In the Flame of Error
The Pink Floyd theme carries over with the arrangement of this song, but it's quickly shot down. The song is complicated, and can't seem to make up its mind for what it wants to do. Some instances are Iron Maiden tribute, the chorus is driving and powerful, but the weird lapses in and out of "The Wall" era Floyd kind of hurts the vibe. There's also a weird vocal progression that jars with the melody of the song. I don't think I'd ever want to hear this one live. That makes me very, very sad to say. Quite the flaming error guys.
When Skeletons Live
A friend of mine that enjoyed the early leak of the album (he owns the hard copy now, don't worry) kept ranting about how much he loves this song. I gotta say, it's got some really cool guitar work going on. The structure of it doesn't catch me like I really hoped it would though. I can see why he liked it - and I imagine if I listen to it more it might stick with me in the same way too - but I don't think I'm sold on it. Besides that, I hate colloquialisms, and the chorus is built on one.
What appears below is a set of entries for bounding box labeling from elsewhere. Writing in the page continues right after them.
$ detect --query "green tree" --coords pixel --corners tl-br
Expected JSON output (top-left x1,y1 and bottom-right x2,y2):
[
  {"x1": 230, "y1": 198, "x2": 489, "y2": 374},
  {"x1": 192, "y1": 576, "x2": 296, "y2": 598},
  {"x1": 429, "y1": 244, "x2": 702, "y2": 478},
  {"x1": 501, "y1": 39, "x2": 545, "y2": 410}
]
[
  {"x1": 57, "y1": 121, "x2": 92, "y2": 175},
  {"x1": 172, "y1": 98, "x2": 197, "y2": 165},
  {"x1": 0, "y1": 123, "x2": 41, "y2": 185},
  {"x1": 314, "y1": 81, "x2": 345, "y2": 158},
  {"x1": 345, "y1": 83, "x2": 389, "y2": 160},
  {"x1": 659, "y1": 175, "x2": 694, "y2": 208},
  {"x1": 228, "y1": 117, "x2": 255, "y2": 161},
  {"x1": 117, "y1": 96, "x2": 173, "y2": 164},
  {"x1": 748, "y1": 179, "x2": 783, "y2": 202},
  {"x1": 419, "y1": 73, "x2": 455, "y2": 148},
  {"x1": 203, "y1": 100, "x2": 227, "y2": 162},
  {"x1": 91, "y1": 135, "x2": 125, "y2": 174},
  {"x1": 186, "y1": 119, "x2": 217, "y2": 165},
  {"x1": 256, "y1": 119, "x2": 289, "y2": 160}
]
Urgh.
The Black Rainbow
The theme for the past few albums has been a slow, heavy, moody, big finish. "The Light and the Glass," "The Final Cut," and "On the Brink" all set a precedent for "The Black Rainbow," one that's hard to meet. In this regard, it disappoints. It does not stand up to any of the others in the way it should. It's a pretty good jam, and a decent way to end the album, but it lacks the same balls the album started with. Rather than a slow, exploratory piece, it should've been more bombastic. It's very much an atmospheric piece that amplifies the chunk of story it represents, but it's too fucking long to stand as a song. I'm disappointed by this ending.
Songs loved: 4/11 [Broken, Juggernaut, Far, World]
Songs enjoyed: 4/11 [Guns, Nothing, Pearl, Skeletons]
Songs hated: 1/11 [Error]
I am indifferent to "One" (not counting towards the song mark), "Shattered Symphony," and "Black Rainbow." "Shattered Symphony" isn't a wonderful song, but I don't feel ripped off that it's taking up space on the album (as Flaming Error makes me feel right now). "Black Rainbow" isn't bad in itself, but it seems limited in it's use for me.
It's worth buying, but it's very different from most other Coheed albums. If you're a fan of progressive/metal/industrial things, then this album might rub you just right. I'm satisfied with it, but it's only with the promise of other amazing acoustic versions of the songs. "Here We Are Juggernaut"'s acoustic is one of their best unplugged pieces to date (the acoustic versions of "A Favor House Atlantic" and "The Light and the Glass" being it's competition). This also doesn't count the demos and bonus songs in different versions. I'll get to them eventually.